Las exportaciones españolas de jamones y paletas curadas, uno de los productos más emblemáticos de la industria agroalimentaria nacional, han caído un 10,66% en valor durante el primer semestre del año, hasta situarse en 331,5 millones de euros.
El retroceso también se ha trasladado al volumen vendido al exterior. España exportó 27.136,69 toneladas, un 7,33% menos que durante el mismo periodo de 2025, según los datos del Consorcio del Jamón Serrano Español (CJSE).
La caída supone un nuevo aviso para uno de los productos españoles con mayor reconocimiento internacional, en un escenario marcado por la inflación, el encarecimiento del transporte, las tensiones geopolíticas y la amenaza de nuevas barreras comerciales.
El precio medio del kilo de jamón exportado también ha retrocedido. Durante los seis primeros meses se situó en 12,22 euros por kilo, frente a los 12,67 euros registrados un año antes, lo que supone una caída del 3,58%. Dentro de la Unión Europea, el precio medio se quedó en 11,58 euros por kilo, mientras que en los mercados extracomunitarios alcanzó los 13,81 euros.
El deterioro ha sido especialmente intenso fuera de la Unión Europea. Los países comunitarios compraron 19.327 toneladas de jamón curado español, un 4,26% menos que durante el mismo periodo del año anterior.
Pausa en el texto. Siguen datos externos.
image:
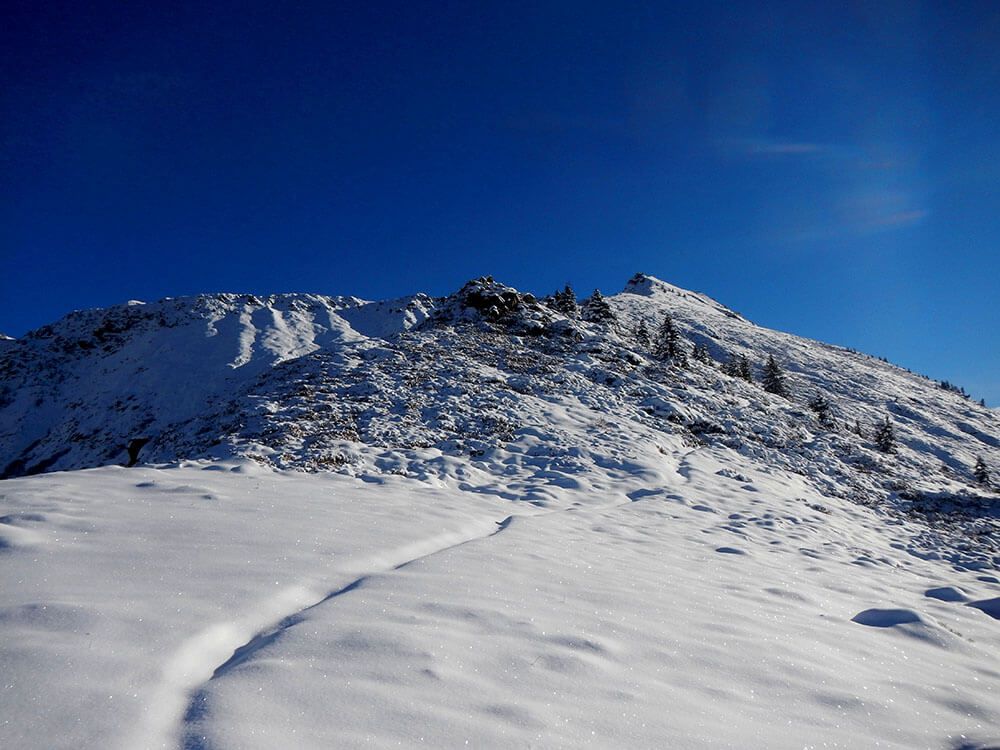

En los mercados de fuera de la UE, la caída alcanzó el 14,15%, hasta las 7.809 toneladas.
De este modo, el 71,2% de las exportaciones españolas continúa concentrándose en la Unión Europea, mientras que los países terceros representan el 28,8% restante. Desde el Consorcio del Jamón Serrano Español explican que la caída responde a un entorno comercial cada vez más complejo para los productores nacionales.
«Los datos del segundo trimestre reflejan una evolución a la baja de las exportaciones de jamón curado, tanto en volumen como en valor y precio medio», ha señalado el director de Marketing y Promoción del Consorcio, Álvaro Díaz de Liaño.
El representante del sector apunta a factores como la peste porcina africana, la inflación y las tensiones geopolíticas, que están alterando el consumo y dificultando el comercio internacional.
A ello se suma, en los mercados extracomunitarios, una mayor exposición a los costes logísticos y las posibles barreras arancelarias, dos factores que reducen la competitividad de uno de los productos más representativos de la gastronomía española.
En medio de la caída generalizada aparece, sin embargo, un mercado que ofrece una oportunidad especialmente relevante para el sector: Estados Unidos. Las exportaciones españolas de jamón curado hacia el mercado estadounidense aumentaron durante el segundo trimestre un 42,4% en volumen y un 19,91% en valor.
El crecimiento convierte a Estados Unidos en uno de los mercados con mayor potencial para los productores españoles y demuestra que la demanda internacional del jamón nacional sigue teniendo margen de expansión cuando existen condiciones comerciales favorables.
El propio Consorcio considera al país norteamericano un mercado «de gran interés», aunque advierte de que será necesario seguir con atención la evolución de la política comercial estadounidense y el posible impacto de futuros aranceles.
El formato sin hueso continúa concentrando la inmensa mayoría de las exportaciones. El 81,76% de las piezas vendidas al extranjero durante el periodo analizado correspondió a jamón deshuesado. Sin embargo, tampoco este formato escapó de la tendencia negativa: su valor cayó un 9,95% y su volumen disminuyó un 5,63%.
El precio medio de las piezas deshuesadas se situó en 12,39 euros por kilo, un 4,58% menos que en 2025. Los datos vuelven a poner de manifiesto la vulnerabilidad de un sector nacional que compite en mercados sometidos a una presión creciente por los costes, la inflación y las decisiones comerciales adoptadas fuera de España.